Le follow-up lors de cette première analyse est limité à peu de mois, le nombre prédéterminé d’endpoint primaires ayant été atteint très rapidement durant le déferlement de la seconde vague. Il reste donc des questions critiques en termes de durée de la protection, et aussi de corrélats de laboratoires (taux d’anticorps neutralisants, réponses cellulaires ?) de cette protection.
Commentaire
Ces deux études montrent un profil d’efficacité et de sécurité essentiellement indistinguable de ces deux mRNA. Elles permettent de calculer, même si des effets adverses rares devaient encore être identifiés, un rapport risque/bénéfice extrêmement favorable, à tout le moins pour tous les individus à risque. En l’absence de données sur l’effet du vaccin sur la transmission (même si les données expérimentales animales laissent prévoir une très forte réduction du risque de transmission par les vaccinés néanmoins infectés), il est plus difficile d’évaluer le rapport risque/bénéfice chez les jeunes en bonne santé.

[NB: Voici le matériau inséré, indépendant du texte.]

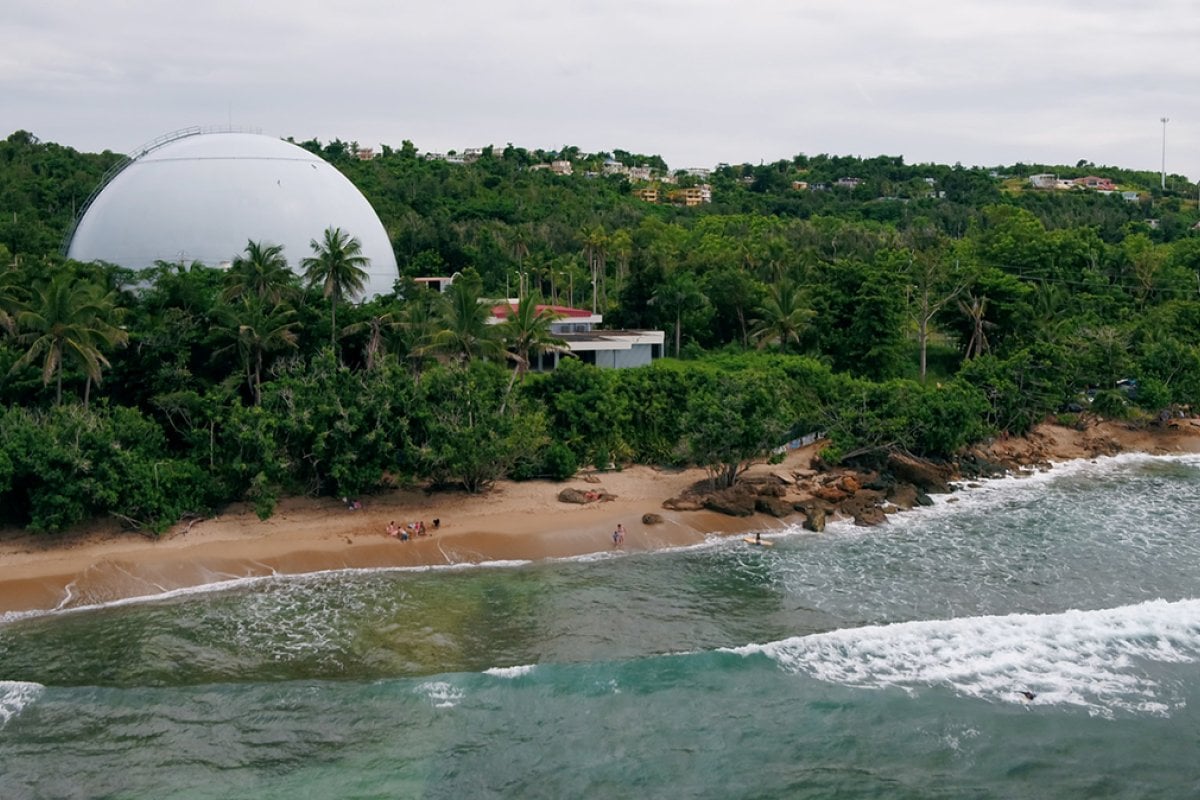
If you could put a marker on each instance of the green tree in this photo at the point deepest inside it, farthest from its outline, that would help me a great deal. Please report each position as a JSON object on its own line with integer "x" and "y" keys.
{"x": 469, "y": 429}
{"x": 675, "y": 298}
{"x": 257, "y": 331}
{"x": 466, "y": 332}
{"x": 261, "y": 271}
{"x": 526, "y": 332}
{"x": 339, "y": 266}
{"x": 783, "y": 316}
{"x": 732, "y": 420}
{"x": 69, "y": 320}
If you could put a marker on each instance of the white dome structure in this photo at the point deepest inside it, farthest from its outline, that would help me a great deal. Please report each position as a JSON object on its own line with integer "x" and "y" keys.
{"x": 201, "y": 197}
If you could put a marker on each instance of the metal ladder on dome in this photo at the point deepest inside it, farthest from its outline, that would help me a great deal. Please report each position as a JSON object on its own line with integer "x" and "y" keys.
{"x": 125, "y": 161}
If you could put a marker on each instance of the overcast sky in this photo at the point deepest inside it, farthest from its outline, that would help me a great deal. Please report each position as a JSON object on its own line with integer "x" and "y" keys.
{"x": 697, "y": 82}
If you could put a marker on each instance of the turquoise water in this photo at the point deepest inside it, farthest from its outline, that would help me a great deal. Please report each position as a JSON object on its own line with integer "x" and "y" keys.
{"x": 857, "y": 663}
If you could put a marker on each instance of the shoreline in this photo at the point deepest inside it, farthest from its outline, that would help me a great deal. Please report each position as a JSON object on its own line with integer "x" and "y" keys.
{"x": 514, "y": 522}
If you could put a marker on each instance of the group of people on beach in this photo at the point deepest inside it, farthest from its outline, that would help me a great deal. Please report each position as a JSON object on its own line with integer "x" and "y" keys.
{"x": 403, "y": 533}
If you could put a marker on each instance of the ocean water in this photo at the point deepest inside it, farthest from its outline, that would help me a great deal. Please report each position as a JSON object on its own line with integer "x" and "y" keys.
{"x": 889, "y": 662}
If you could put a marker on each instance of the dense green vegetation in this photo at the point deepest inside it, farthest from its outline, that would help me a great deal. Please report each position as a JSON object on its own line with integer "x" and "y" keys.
{"x": 922, "y": 308}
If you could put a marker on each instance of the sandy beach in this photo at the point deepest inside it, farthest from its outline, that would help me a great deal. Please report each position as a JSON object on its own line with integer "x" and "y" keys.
{"x": 513, "y": 522}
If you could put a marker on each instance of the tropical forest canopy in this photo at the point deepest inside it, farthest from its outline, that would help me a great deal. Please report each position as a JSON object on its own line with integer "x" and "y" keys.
{"x": 892, "y": 306}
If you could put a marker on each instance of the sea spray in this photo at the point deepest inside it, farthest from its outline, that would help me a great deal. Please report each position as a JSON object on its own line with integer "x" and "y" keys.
{"x": 1089, "y": 659}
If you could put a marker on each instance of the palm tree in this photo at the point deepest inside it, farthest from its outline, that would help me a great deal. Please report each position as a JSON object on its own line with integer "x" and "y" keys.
{"x": 257, "y": 330}
{"x": 263, "y": 271}
{"x": 72, "y": 320}
{"x": 526, "y": 332}
{"x": 466, "y": 332}
{"x": 783, "y": 316}
{"x": 10, "y": 299}
{"x": 339, "y": 266}
{"x": 676, "y": 295}
{"x": 976, "y": 308}
{"x": 595, "y": 244}
{"x": 418, "y": 322}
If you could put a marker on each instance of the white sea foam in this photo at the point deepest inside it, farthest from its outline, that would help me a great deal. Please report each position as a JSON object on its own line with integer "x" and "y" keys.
{"x": 15, "y": 697}
{"x": 1090, "y": 659}
{"x": 441, "y": 693}
{"x": 510, "y": 672}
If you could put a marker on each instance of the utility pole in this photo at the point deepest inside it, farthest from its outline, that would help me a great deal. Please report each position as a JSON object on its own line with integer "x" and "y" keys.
{"x": 1165, "y": 120}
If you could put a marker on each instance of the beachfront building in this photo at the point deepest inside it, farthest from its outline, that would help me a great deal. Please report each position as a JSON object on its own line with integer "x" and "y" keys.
{"x": 199, "y": 194}
{"x": 579, "y": 328}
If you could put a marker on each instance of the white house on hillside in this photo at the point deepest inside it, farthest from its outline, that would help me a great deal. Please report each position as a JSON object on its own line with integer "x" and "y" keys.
{"x": 591, "y": 344}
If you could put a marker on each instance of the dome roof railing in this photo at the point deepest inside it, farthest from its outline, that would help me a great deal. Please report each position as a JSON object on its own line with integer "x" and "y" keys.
{"x": 125, "y": 161}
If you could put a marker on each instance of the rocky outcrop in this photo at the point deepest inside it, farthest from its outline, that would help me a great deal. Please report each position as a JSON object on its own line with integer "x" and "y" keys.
{"x": 775, "y": 506}
{"x": 735, "y": 501}
{"x": 684, "y": 503}
{"x": 928, "y": 476}
{"x": 814, "y": 518}
{"x": 574, "y": 495}
{"x": 867, "y": 507}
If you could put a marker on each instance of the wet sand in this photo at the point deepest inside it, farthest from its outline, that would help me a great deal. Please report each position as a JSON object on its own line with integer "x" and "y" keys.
{"x": 513, "y": 522}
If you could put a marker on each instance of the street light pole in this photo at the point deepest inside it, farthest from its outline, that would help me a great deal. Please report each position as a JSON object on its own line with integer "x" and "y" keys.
{"x": 1165, "y": 120}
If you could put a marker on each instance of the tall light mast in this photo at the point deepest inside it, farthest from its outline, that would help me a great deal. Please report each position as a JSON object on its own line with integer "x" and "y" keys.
{"x": 1165, "y": 120}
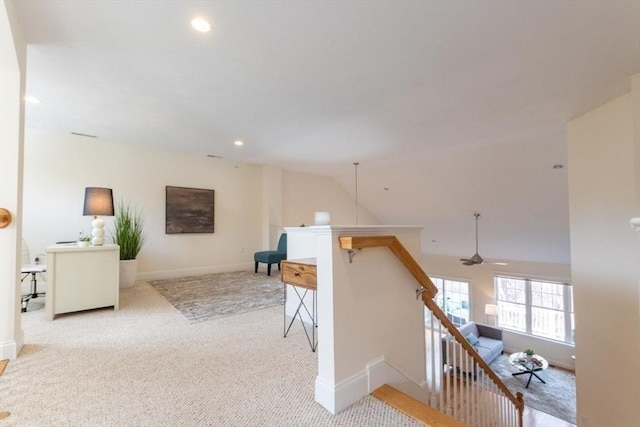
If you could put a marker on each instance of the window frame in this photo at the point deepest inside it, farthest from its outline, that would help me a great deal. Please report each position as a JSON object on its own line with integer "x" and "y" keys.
{"x": 442, "y": 295}
{"x": 567, "y": 306}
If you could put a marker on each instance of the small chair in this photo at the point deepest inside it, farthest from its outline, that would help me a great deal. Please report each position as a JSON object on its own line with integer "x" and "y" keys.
{"x": 31, "y": 270}
{"x": 272, "y": 257}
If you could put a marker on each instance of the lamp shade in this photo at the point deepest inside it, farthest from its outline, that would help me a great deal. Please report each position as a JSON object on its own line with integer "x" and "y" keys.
{"x": 98, "y": 201}
{"x": 490, "y": 309}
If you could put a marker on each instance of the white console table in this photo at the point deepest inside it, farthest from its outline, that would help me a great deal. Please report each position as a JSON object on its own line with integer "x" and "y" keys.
{"x": 81, "y": 278}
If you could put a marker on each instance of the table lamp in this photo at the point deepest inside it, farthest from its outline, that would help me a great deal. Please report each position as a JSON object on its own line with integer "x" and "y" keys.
{"x": 98, "y": 201}
{"x": 490, "y": 310}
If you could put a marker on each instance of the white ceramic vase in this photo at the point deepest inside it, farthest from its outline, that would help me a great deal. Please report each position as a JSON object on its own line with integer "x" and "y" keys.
{"x": 128, "y": 269}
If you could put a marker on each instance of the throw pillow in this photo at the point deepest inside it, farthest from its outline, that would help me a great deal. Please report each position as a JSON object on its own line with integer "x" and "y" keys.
{"x": 473, "y": 340}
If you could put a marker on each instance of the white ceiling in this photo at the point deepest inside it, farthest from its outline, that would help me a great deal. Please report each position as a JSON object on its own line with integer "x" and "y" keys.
{"x": 454, "y": 106}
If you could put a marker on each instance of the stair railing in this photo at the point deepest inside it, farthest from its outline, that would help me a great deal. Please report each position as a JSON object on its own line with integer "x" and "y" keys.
{"x": 483, "y": 401}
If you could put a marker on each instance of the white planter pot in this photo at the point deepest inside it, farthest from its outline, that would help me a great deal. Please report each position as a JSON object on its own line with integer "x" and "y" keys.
{"x": 128, "y": 269}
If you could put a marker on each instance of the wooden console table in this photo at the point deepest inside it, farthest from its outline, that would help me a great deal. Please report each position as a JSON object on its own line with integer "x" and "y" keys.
{"x": 82, "y": 278}
{"x": 301, "y": 273}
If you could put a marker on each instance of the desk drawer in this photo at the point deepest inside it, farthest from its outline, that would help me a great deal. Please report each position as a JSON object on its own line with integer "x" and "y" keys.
{"x": 303, "y": 275}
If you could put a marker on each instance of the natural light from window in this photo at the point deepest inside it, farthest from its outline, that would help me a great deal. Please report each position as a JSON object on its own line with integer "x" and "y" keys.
{"x": 534, "y": 307}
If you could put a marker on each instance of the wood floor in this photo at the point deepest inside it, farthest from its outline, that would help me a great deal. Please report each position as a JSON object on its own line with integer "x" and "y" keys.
{"x": 434, "y": 418}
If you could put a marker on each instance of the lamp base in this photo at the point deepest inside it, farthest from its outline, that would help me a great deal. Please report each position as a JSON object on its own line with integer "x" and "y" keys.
{"x": 97, "y": 232}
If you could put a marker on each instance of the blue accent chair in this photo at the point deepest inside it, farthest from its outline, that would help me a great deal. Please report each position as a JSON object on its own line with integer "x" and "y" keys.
{"x": 272, "y": 257}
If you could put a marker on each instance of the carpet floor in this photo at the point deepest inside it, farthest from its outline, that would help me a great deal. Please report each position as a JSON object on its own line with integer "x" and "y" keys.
{"x": 146, "y": 365}
{"x": 557, "y": 397}
{"x": 212, "y": 296}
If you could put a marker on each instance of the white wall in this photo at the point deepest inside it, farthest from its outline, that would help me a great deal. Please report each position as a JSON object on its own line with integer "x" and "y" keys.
{"x": 604, "y": 190}
{"x": 304, "y": 194}
{"x": 481, "y": 292}
{"x": 13, "y": 52}
{"x": 252, "y": 202}
{"x": 59, "y": 166}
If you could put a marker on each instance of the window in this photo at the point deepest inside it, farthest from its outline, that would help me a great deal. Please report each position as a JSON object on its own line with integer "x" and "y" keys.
{"x": 535, "y": 307}
{"x": 453, "y": 299}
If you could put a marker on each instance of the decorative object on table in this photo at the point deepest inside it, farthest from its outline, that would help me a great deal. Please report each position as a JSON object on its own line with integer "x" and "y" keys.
{"x": 557, "y": 397}
{"x": 322, "y": 218}
{"x": 98, "y": 201}
{"x": 128, "y": 227}
{"x": 189, "y": 210}
{"x": 529, "y": 353}
{"x": 83, "y": 240}
{"x": 491, "y": 310}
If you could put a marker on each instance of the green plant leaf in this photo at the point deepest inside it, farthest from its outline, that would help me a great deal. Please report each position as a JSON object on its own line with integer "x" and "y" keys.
{"x": 128, "y": 230}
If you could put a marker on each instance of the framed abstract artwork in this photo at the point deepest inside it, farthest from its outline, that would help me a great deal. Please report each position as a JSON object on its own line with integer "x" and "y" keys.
{"x": 189, "y": 210}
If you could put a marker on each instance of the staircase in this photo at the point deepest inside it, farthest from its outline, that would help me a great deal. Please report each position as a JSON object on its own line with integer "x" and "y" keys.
{"x": 462, "y": 389}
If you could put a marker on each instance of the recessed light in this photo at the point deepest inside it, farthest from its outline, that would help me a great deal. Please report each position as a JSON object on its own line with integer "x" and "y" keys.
{"x": 201, "y": 24}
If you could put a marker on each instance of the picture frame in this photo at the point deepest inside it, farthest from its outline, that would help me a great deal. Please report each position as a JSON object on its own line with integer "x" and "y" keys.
{"x": 189, "y": 210}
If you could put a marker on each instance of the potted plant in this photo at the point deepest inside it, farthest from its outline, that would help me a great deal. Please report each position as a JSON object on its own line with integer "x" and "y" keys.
{"x": 127, "y": 233}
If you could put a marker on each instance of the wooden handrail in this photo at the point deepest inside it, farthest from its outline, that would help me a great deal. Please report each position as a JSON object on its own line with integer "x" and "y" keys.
{"x": 394, "y": 245}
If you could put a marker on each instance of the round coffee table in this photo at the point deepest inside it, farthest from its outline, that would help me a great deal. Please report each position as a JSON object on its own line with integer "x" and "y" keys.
{"x": 527, "y": 365}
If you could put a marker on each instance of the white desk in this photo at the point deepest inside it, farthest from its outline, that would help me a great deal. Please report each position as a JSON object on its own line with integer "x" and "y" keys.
{"x": 81, "y": 278}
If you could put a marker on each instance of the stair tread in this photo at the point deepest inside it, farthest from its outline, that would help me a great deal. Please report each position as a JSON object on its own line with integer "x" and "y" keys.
{"x": 414, "y": 408}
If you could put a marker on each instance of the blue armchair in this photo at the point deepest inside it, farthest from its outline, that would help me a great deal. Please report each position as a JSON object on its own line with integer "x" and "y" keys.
{"x": 272, "y": 257}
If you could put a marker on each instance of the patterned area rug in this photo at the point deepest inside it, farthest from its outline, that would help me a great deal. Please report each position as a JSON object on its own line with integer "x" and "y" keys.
{"x": 202, "y": 298}
{"x": 557, "y": 397}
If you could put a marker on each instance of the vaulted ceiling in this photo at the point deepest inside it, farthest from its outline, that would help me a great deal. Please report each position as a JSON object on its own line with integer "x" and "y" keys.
{"x": 450, "y": 107}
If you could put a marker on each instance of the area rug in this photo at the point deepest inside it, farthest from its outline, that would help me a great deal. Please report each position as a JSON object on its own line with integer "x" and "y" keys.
{"x": 202, "y": 298}
{"x": 557, "y": 397}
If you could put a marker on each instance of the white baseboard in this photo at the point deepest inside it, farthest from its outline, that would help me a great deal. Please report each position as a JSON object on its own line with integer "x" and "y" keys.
{"x": 172, "y": 274}
{"x": 377, "y": 373}
{"x": 336, "y": 399}
{"x": 382, "y": 371}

Le développement des vaccins à mRNA est une extraordinaire saga d’une trentaine d’années, durant laquelle les progrès dans la compréhension et la technologie du RNA a été suivie par un développement intelligent et rapide de vaccins COVID, et enfin un sans-faute (à ce jour) dans la réalisation des études cliniques. Ce faisant, les promoteurs de ces études nous fournissent, avec une rapidité et une méticulosité exemplaire, des outils permettant de contrôler la pandémie, d’une valeur incalculable, voire d’améliorer la prise en charge d’autres infections. Ainsi, on se réjouit de connaître la performance d’un vaccin Influenza à mRNA! Il est regrettable qu’une fraction appréciable de la population n’apprécie pas à leur juste valeur le développement de ces vaccins.